Central High Students Today: The Memory Project

Central High Students Today: A Memory Project

The Central High Memory Project began in 2005, when civics teachers at Central assigned students to interview a relative who lived through the Civil Rights Movement. The ongoing experiment produced different ways to share its findings with the general public: books, presentations at conferences, poetry readings, and a walking tour of Elizabeth Eckford's first attempt to enter Central. From time to time, the Memory Project interviewed former students who attended Central during the desegregation crisis in 1957. Penny Fox, a junior at the time, was lab partners with Little Rock Nine member Gloria Ray Karlmark in biology class. Members of the Memory Project, always thinking and seeking more information about the crisis, interviewed Fox with the hope to gain the perspective of a white student.

Current Central High School students Zoie Moore, Zia Tollette, and Jessie Bates reflected on their time as members of the Memory Project.

Zoie Moore

Tell me about the work you've been doing with the Memory Project.

We all divided out the [walking tour] script into several parts. My primary job in the beginning was to pick out—we had the primary documents and these documents were Elizabeth’s first day—I had to read the entire newspaper and cut and paste quotes from specific people. And Governor Faubus was really in this article, so I had to do a lot of research on Governor Faubus.

Anything about Faubus that stuck out to you?

The accounts from everyday students on him have been, 'Oh, we didn't expect him to shut down the school.’ Or ‘We didn’t expect him to do such a thing at Central. He was just another man we voted for.’ Especially from blacks who voted for him. I thought that was really interesting. They were shocked in a way.

The Memory Project gets people to talk about the legacy of discrimination in many forms. Tell me why that is important?

I think they get an understanding.

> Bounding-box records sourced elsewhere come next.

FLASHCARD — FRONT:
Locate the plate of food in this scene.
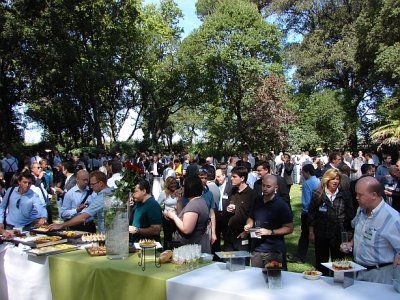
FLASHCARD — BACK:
[86,246,107,256]
[139,239,157,248]
[321,259,366,272]
[32,225,49,232]
[215,251,252,259]
[134,239,162,249]
[303,270,322,280]
[56,230,87,239]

I think it’s something different from TV and media. We can read the words and see something that touches something else inside of you. I think it says that we’re not alone in this world. There are other people who are going through the same thing and that’s a problem that we need to address.

Upon reflecting about the legacy of discrimination, tell me about forms of discrimination at Central High School.

Not directly to me, but to my co-black friends who fit the media description. I get named a bunch of stuff such as ‘Oreo.’ How can you be white in the inside out? I’m just talking how I talk. And that’s on both sides, black community, in my community, so I guess that’s a form of discrimination, but not really something that’s drastic.

It's interesting. 

Yeah, I grew up in a white neighborhood but I go to an all-black church. So I hear different things. But nothing that hurt me physically or emotionally because I grew up with this. I’m used to it now.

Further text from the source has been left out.